There was, as far as I could see, nothing to lose. My chances of getting caught were pretty close to zero. I was alone in the dark with several hundred dollars. I was the only one who knew how much money was there. A small theft would never have been noticed. The camp director was surprised by how big the offerings were, making it even less likely that anyone would have noticed. So, society would have suffered almost no negative results, and certainly no negative results that it would have been aware of. If the Deaf Reformed Ministries had not yet even received the money, could they be said to have been hurt because they received a tiny amount less than they would have in a hypothetical situation that did not exist? And why should I be obliged to think of the good of society over my own good anyway?
If I felt the need, I could even provide justifications for taking the money. "Muzzle not the ox that treads out the corn", the Bible says, and "The laborer is worthy of his hire". I had worked hard to collect those offerings, and a tiny skim off the top would hurt no one. I deserved it.
The only reason why I didn't take the money was that it would have been wrong.
You might say that guilt prevented me from taking it, but if the guilt was simply an internal feeling, then it would have been weakness that prevented me from taking it. It would have been me allowing society's subjective disapproval keep me from doing something that was good for me.
You might say that the overall weakening of society's moral structure should prevent me from taking the money. But society would have to be aware of it in order for its moral structure to decay as a result, wouldn't it?
You might say that my own moral sense would suffer as a result. But that's just moving the question back a step. Why should I have a moral sense that forces me to hurt myself?

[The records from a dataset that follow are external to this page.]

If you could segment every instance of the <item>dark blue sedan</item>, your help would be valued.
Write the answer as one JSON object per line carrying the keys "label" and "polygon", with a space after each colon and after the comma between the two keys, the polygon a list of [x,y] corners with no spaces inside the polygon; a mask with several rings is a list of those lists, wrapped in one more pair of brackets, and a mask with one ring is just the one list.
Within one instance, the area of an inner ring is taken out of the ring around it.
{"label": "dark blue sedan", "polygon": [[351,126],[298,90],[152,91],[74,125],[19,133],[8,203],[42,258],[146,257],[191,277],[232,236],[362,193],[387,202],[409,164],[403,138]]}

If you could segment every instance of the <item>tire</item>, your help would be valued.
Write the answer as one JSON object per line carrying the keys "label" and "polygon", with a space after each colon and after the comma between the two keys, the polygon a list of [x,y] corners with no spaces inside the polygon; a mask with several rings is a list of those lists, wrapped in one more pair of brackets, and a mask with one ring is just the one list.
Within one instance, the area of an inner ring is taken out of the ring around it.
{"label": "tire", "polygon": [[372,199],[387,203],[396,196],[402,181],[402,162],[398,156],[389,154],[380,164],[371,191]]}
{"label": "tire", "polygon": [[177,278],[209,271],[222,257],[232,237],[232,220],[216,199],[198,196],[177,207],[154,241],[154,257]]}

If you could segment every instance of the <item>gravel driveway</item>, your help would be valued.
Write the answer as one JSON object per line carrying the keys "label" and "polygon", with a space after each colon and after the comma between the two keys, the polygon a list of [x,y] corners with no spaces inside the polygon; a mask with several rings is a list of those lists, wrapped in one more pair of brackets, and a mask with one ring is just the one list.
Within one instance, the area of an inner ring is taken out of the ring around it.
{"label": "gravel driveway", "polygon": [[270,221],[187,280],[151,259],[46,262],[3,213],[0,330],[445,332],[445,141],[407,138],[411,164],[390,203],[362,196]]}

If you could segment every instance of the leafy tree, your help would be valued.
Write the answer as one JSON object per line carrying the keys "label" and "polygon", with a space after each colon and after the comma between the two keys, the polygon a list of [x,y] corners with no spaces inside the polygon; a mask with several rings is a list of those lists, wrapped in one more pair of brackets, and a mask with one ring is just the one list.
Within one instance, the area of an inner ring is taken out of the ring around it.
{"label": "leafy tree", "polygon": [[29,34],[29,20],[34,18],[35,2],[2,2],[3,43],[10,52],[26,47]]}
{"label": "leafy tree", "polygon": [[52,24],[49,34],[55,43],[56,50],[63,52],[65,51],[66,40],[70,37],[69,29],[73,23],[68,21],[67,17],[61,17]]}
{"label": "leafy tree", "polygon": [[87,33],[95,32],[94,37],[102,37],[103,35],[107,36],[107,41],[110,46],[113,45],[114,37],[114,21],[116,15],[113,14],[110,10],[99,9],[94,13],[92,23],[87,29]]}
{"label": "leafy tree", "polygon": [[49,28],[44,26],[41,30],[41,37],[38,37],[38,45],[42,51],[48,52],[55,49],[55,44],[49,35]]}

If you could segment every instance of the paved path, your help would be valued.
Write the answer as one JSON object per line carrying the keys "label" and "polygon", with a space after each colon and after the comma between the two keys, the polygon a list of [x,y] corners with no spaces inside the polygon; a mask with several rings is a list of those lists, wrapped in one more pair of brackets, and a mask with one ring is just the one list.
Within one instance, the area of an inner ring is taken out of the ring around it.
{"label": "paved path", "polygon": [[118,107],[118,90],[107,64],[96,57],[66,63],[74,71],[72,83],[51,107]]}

Most people, I think, would agree that it would be wrong for me to take that money. My question is, apart from a God who declares it to be wrong, what objective reason could be given for why it was wrong for me to take that money? This is a non-hypothetical situation, and one that people find themselves in all the time, and any moral theory, it seems to me, needs to have answers to questions like this.
Some possibilities-
Utilitarianism- fails since I would benefit and nobody else could meaningfully be seen to be harmed. From a pure welfare perspective, I would gain, the people who gave the money would still get their good feelings from having given the money, and the Deaf Reformed Ministries would never know they lost anything.
Objectivism- I ought to respect the property of others, but I was only taking a very small part, and that properly compensated me for my efforts. If nobody knew I had done anything, how could my theft hurt me, the only benchmark of harm in an objectivist system? It was immoral to guilt-manipulate me into doing work for which I was not properly compensated, anyway.
Deontology- probably the strongest case would be the categorical imperative- I should act as I would want everyone else to act. But I think I could honestly say I wouldn't care if everyone in the same position as I was in skimmed an equally small sum off the top, and no-one noticed, _from a pure welfare perspective_. And why should I be asked to consider the good of society rather than my own good? And again, how would society suffer if they never knew about it?
Update: On reflection and re-reading this, I think some of my objection to a deontological approach weren't quite accurate. A deontological approach based on the categorical imperative wouldn't be asking me to consider harm or good to society, but simply the obligation to follow my duty. But the first objection still holds, and if it's an absolute duty we still get back to where that duty comes from. And if you accept the criticism that deontological arguments are really just consequential arguments in disguise, then the objections I gave still hold. If a deontological argument is truly rooted in the nature of God then I wouldn't disagree, but if it's not then I would have to question where that duty comes from, and if it's not just another consequentialist argument calling itself something else.